- Directed by: Matt Norman
- Written by: Matt Norman
- Produced by: Matt Norman
- Starring: Peter Norman Tommie Smith John Carlos
- Cinematography: Marty Smith
- Edited by: John Leonard Jane Moran
- Music by: David Hirschfelder
- Production companies: Wingman Pictures Wingman Pictures International The Actors Cafe Instinct Entertainment
- Distributed by: Paramount Pictures Wingman Pictures Transmission
- Release date: 17 July 2008 (Australia);
- Country: Australia
- Language: English
- Budget: AU$2 million

= Salute (2008 film) =

2008 documentary film by Matt Norman

Salute (occasionally known as Salute: The Peter Norman Story) is a 2008 Australian sports documentary film directed, produced and written by Matt Norman. It tells the role of Peter Norman, Norman's uncle, in a defining moment of the American civil rights movement: the 1968 Olympics Black Power salute.

==Synopsis==
The film provides an insight into an incident at the 1968 Summer Olympics which saw two United States athletes, Tommie Smith and John Carlos, give the black power salute from the victory dais after the 200 metres final. The film focuses on the third man on the dais, silver medal winner Peter Norman, who showed his support for Smith and Carlos by donning an "Olympic Project for Human Rights" (OPHR) badge on his way to the podium.
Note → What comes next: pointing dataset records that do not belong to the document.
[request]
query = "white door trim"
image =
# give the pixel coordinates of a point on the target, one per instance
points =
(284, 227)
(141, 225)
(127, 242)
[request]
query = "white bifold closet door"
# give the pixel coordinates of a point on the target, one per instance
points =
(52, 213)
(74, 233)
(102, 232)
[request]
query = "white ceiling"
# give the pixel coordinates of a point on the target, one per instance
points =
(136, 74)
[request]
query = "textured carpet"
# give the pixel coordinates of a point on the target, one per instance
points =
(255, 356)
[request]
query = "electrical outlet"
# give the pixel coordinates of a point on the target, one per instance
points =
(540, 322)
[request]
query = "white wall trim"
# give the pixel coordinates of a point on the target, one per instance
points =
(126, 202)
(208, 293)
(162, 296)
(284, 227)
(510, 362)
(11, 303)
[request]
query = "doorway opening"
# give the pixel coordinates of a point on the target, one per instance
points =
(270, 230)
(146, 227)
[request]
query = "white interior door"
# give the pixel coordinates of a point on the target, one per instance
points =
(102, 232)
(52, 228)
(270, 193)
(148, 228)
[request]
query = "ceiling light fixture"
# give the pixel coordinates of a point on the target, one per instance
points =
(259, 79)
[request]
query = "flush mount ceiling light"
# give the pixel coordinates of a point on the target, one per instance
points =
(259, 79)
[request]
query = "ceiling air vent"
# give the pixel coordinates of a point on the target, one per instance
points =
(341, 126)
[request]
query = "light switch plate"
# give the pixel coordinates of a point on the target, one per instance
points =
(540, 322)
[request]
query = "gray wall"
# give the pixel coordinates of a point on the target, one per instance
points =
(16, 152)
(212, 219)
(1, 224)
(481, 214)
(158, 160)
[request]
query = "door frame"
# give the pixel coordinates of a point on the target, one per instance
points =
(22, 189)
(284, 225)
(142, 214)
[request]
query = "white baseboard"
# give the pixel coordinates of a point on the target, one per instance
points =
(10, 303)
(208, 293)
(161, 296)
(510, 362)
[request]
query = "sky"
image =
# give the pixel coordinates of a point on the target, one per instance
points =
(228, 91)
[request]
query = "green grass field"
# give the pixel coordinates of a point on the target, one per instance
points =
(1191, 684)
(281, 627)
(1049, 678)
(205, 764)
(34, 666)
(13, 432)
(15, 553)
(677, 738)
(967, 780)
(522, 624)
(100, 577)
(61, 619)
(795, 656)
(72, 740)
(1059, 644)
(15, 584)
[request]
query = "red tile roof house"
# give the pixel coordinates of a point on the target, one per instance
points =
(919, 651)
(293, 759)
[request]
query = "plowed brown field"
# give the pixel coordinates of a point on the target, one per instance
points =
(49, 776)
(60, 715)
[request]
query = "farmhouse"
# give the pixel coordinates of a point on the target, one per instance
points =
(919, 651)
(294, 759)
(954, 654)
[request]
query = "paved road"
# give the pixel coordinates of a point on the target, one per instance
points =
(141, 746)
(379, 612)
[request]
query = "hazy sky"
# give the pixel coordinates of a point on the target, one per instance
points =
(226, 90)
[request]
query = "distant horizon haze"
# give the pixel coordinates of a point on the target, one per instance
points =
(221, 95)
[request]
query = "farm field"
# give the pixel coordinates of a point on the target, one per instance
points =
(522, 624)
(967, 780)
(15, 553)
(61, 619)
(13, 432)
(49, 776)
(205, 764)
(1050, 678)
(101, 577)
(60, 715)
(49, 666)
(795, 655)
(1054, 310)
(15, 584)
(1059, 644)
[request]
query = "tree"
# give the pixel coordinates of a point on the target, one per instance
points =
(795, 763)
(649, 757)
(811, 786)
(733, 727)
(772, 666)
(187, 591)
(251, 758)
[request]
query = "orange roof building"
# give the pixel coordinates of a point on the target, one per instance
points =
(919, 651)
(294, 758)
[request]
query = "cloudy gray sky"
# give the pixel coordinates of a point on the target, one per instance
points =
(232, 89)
It was also Norman who suggested to Smith and Carlos that they share the black gloves used in their salute, after Carlos had left his gloves in the Olympic Village. This is the reason for Smith raising his right fist, while Carlos raised his left. Asked later about his support of Smith and Carlos' cause by the world's press, Norman said he opposed his country's government's White Australia policy.

The film documents the subsequent reprimand of Norman by the Australian Olympic authorities, and his ostracism by the Australian media. Despite Norman running qualifying times for both the 100m and 200m during 1971/72, the Australian Olympic track team did not send him to the 1972 Summer Olympics in Munich. It also documents Norman's reunion with Smith and Carlos, shortly before his death in 2006.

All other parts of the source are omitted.